地下室からは、横領した金貨の山、宝石、美術品、さらには希少な魔獣の素材などがザクザクと出てきた。
「お、奥方様! こっちの壺の中にも金貨が!」
ベルトが興奮して叫ぶ。
「壁の裏に隠し部屋がありました! 帳簿が出てきました!」
使用人たちも活き活きと捜索に参加している。日頃の恨みを晴らすかのような徹底ぶりだ。

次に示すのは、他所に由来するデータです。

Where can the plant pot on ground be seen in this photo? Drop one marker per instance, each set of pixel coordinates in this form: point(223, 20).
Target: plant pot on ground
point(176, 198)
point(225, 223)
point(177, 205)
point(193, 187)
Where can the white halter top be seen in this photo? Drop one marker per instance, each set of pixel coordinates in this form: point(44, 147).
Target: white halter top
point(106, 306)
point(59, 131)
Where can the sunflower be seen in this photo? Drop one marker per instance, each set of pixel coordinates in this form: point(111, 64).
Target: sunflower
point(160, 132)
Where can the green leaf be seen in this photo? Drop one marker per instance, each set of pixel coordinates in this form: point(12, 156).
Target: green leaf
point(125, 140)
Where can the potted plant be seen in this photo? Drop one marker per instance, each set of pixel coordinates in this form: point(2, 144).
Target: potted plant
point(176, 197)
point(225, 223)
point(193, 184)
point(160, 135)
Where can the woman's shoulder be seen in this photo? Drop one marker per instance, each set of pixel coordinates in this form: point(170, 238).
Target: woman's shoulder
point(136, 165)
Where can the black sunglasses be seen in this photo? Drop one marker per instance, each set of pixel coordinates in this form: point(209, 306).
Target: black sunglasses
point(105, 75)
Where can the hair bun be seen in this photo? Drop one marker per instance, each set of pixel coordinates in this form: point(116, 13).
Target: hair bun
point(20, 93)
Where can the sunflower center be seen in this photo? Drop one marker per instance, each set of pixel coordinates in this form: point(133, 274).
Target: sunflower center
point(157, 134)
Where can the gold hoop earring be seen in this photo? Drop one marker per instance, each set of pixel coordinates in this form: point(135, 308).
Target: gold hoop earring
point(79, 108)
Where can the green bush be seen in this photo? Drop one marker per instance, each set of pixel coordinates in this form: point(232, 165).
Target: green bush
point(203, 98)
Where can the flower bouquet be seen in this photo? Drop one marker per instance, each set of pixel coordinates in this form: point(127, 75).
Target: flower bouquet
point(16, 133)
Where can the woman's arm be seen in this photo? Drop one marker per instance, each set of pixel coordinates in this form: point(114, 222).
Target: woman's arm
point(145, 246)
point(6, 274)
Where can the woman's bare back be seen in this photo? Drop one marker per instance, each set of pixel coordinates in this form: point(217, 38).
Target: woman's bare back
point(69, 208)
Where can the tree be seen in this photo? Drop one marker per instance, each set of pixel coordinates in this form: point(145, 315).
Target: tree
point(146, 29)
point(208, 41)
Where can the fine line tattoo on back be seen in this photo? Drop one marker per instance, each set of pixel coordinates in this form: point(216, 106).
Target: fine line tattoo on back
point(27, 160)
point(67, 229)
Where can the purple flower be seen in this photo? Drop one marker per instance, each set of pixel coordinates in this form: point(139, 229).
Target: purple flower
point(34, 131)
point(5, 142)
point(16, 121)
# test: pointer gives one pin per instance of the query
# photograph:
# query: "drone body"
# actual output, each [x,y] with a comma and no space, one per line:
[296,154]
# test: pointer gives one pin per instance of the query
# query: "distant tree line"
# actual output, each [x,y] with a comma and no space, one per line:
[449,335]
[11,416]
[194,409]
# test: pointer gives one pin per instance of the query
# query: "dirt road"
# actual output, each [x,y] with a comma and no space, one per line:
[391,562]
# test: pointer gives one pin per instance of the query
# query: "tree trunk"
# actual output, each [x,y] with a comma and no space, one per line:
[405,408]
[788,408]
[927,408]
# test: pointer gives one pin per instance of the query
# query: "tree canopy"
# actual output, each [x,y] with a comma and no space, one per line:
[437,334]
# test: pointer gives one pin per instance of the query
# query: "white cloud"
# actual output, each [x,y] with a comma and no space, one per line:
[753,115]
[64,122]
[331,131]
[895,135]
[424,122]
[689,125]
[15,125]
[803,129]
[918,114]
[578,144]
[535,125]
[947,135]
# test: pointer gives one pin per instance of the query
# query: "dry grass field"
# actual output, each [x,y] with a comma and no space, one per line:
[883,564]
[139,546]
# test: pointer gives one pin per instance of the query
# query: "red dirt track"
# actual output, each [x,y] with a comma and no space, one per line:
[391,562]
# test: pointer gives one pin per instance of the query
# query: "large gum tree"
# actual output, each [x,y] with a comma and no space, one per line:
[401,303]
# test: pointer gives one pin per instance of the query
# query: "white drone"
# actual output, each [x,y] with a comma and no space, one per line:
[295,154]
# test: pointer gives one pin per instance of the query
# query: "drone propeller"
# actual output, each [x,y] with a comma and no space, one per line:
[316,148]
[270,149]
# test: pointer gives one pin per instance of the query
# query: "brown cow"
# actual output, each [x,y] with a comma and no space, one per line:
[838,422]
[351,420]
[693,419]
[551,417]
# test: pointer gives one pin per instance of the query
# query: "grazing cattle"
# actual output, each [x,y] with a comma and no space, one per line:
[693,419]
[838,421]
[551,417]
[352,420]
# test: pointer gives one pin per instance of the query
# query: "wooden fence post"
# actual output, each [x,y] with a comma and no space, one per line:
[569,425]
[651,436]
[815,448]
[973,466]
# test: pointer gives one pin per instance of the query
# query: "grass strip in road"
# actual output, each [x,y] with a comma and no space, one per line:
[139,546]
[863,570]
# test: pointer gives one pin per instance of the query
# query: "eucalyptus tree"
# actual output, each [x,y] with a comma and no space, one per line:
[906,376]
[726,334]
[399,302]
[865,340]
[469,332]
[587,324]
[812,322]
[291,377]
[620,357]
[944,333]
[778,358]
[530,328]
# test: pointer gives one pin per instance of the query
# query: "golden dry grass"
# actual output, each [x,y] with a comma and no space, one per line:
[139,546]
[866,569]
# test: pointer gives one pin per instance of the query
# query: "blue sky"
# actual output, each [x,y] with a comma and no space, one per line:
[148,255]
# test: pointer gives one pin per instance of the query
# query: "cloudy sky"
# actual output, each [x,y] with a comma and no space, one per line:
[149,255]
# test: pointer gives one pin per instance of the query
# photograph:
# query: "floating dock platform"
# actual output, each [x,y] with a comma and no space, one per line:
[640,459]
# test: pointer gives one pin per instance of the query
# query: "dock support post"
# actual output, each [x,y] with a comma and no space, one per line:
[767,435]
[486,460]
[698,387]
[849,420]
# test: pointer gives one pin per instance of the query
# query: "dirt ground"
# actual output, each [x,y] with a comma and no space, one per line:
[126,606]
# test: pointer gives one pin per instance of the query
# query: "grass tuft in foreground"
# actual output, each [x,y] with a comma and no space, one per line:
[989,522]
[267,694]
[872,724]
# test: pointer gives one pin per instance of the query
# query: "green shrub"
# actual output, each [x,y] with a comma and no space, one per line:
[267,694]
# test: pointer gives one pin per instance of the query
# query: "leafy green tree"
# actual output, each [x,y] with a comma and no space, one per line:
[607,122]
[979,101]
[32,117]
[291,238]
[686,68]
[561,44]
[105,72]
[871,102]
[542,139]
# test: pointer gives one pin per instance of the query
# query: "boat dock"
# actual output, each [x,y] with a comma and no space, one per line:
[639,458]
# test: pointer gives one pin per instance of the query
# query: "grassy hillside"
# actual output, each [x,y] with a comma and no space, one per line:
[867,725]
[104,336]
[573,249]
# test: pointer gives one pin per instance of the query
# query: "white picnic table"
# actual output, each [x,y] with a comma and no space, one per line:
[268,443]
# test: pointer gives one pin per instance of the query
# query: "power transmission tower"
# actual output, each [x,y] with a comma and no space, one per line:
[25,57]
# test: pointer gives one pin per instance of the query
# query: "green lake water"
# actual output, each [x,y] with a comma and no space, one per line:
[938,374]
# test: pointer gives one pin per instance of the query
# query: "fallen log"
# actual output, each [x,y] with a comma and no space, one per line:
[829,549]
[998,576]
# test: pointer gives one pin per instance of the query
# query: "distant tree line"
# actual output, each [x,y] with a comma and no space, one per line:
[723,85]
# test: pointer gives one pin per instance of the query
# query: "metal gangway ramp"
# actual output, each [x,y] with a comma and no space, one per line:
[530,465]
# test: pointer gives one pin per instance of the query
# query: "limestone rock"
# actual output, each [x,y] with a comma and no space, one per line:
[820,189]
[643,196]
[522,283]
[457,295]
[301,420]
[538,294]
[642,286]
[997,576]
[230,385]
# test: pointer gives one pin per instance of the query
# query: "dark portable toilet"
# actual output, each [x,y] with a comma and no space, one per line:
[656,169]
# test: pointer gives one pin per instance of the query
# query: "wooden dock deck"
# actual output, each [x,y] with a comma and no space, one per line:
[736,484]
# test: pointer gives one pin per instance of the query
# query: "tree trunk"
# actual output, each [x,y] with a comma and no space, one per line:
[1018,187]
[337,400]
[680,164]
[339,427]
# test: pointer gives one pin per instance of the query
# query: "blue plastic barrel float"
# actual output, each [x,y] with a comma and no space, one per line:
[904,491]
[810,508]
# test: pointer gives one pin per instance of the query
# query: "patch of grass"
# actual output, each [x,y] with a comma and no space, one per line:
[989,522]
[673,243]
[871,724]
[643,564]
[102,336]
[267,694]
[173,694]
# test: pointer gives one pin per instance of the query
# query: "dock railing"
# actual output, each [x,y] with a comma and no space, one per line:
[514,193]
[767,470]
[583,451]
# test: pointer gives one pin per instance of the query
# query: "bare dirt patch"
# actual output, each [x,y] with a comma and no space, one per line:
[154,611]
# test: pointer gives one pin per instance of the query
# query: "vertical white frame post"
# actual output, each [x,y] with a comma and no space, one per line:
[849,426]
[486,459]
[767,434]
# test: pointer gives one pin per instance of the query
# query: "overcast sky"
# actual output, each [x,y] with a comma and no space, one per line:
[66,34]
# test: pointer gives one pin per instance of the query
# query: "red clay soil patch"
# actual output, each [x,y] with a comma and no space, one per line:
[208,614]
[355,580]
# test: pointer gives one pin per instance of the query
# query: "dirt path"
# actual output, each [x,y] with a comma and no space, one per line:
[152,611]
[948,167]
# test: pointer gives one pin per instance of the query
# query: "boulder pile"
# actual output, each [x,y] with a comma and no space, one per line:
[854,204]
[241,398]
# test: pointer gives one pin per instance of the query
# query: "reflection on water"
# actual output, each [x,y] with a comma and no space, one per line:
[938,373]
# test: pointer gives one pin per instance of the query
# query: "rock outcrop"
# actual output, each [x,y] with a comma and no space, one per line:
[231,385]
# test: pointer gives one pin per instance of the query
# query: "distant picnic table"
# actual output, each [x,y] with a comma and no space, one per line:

私は押収品を一つ一つリストアップし、魔導計算機で合計金額を弾き出した。
タターンッ!
「……すごいわ」
私は震える声を出した。
「総額、金貨八千枚相当……! これなら当面の運転資金どころか、借金の一部返済まで可能です!」
「よくもまあ、これだけ溜め込んだものだ」
ジルベール様が呆れ果てている。
ボルスは縄で縛られ、部屋の隅で泣いていた。
「俺の金だ……俺が必死で騙し取った金なのに……」
「『騙し取った』と自白しましたね。議事録に残しておきます」
私は彼に冷たい視線を送った。
「この金はすべて、領の公的資金として没収します。あなたは横領罪で王都の司法局に突き出しますが、その前に……」
私はニッコリと微笑んだ。
「隠し財産がまだ他にないか、記憶を呼び覚ますための『特別尋問』を受けていただきます。担当官は……もちろん、閣下です」
「ひっ!?」
ボルスがジルベール様を見て絶望の悲鳴を上げる。
ジルベール様は「尋問か。骨の一本や二本で済むと思うなよ」と、極悪非道な笑みを浮かべた。
こうして、悪代官ボルスは陥落。
私たちは一夜にして、莫大な資金と、領民からの絶大な支持(悪代官を倒した英雄として)を手に入れたのだった。
その夜。
ボルスの屋敷(今日からここが仮の役所だ)で、押収した高級食材を使った祝勝会が開かれた。
「カンパーイ!」
使用人たち、そして協力してくれた領民たちが、久しぶりのまともな食事に涙を流して喜んでいる。
「リーリン様、ありがとう! あんたは女神だ!」
「いや、鬼神だ!」
「金庫番バンザイ!」
口々に称賛される中、私はグラスを片手にジルベール様の隣に座った。
「どうです、閣下。私の『錬金術』は」
「……恐れ入った。まさか、一日で金を作るとはな」
ジルベール様は、ボルスから没収した最高級ヴィンテージワインを揺らしながら、柔らかく笑った。
「お前が来てくれて、本当によかった」
その言葉と、不意に見せられた優しい笑顔に、私の心臓がトクンと跳ねた。
(……な、なによ。契約通りの仕事をしただけじゃない)
私は動揺を隠すように、ワインを一気に煽った。
「ま、まだ第一段階です! 次は、この資金を元手に『クリスタル・ジンジャー』の量産体制を整えますよ! 休んでいる暇はありません!」
「分かった、分かった。……だが、今夜くらいはゆっくりしてもいいだろう」
ジルベール様の手が、そっと私の髪に触れる。
「お疲れ様、リーリン」
その低く甘い声は、計算高い私の思考回路を、少しだけショートさせたのだった。